Text Classification in Azure Machine Learning using Word Vectors

This article discusses how to perform Text classification in Azure Machine using a popular word vector technique in Text Mining. This article is part of the Azure Machine learning series during which we have discussed many aspects such as data cleaning and feature selection techniques of Machine Learning. We further discussed how to perform classification in Azure Machine Learning and we will be utilizing some of those experiences here. Further, we have discussed several machine learning tasks in Azure Machine Learning such as Clustering, Regression, Recommender System and Time Series Anomaly Detection. With respect to text mining, we have discussed techniques such as Language Detection, Named Entity Recognition, LDA, Text Recommendations, etc.

In this article, we will be looking at how to utilize word vectors in order to perform Text Classification in Azure Machine and we will be utilizing the popular WEKA tool as well.

What is a Word Vector

As we know documents have words and sentences and modelling them to analytics is typically a complex task. Therefore, these documents need to be converted to word vectors so that they can be modeled.

Waikato Environment for Knowledge Analysis (WEKA) has rich capabilities to build a word vector for text data. This article will use the word vectors that were created from the WEKA and use them in Azure Machine Learning in order to build the classification models.

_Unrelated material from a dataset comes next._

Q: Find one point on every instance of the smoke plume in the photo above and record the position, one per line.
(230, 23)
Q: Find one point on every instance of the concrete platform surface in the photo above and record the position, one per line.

We have selected the popular IMDB 2,000 reviews dataset with its ratings as shown on the screen from WEKA.

There are 2,000 reviews of which 1,000 of them are labeled as positive while the rest of the 1,000 reviews are labeled as negative as shown in the below screenshot.

Our task is to find out what are the keywords that make positive or negative reviews. With this modeling, we will be able to classify unknown reviews into either Positive or negative classes.

After the file is loaded into the WEKA, you need to use a filter, Weka-> filters -> unsupervised -> attribute -> StringToWordVector as shown in the below image.

Once the required filter is selected, you need to configure the selected filter.

The following are the configurations for the selected StringToWordVector filter so that different types of word vectors can be derived.

Though there are a lot of configurations for the WordVector filtering, we will be using only a few of these configurations. First, we will look at stemmer, stopwordhandler, tokenizer and no of words to keep as shown in the below figure.

The tokenization technique will decide how the keywords are selected. Since the AlphabeticTokenizer is selected, all the numeric and special characters will be dropped. Stopword configuration will drop the word that does not have any semantic meaning such as I, we, you, a, an, the etc. With the usage of lovinsStemmer stemmer, words will be converted to the base form. Please note that these are classical techniques that are processed in text mining analytics. These are mandatory techniques that should be performed on text documents.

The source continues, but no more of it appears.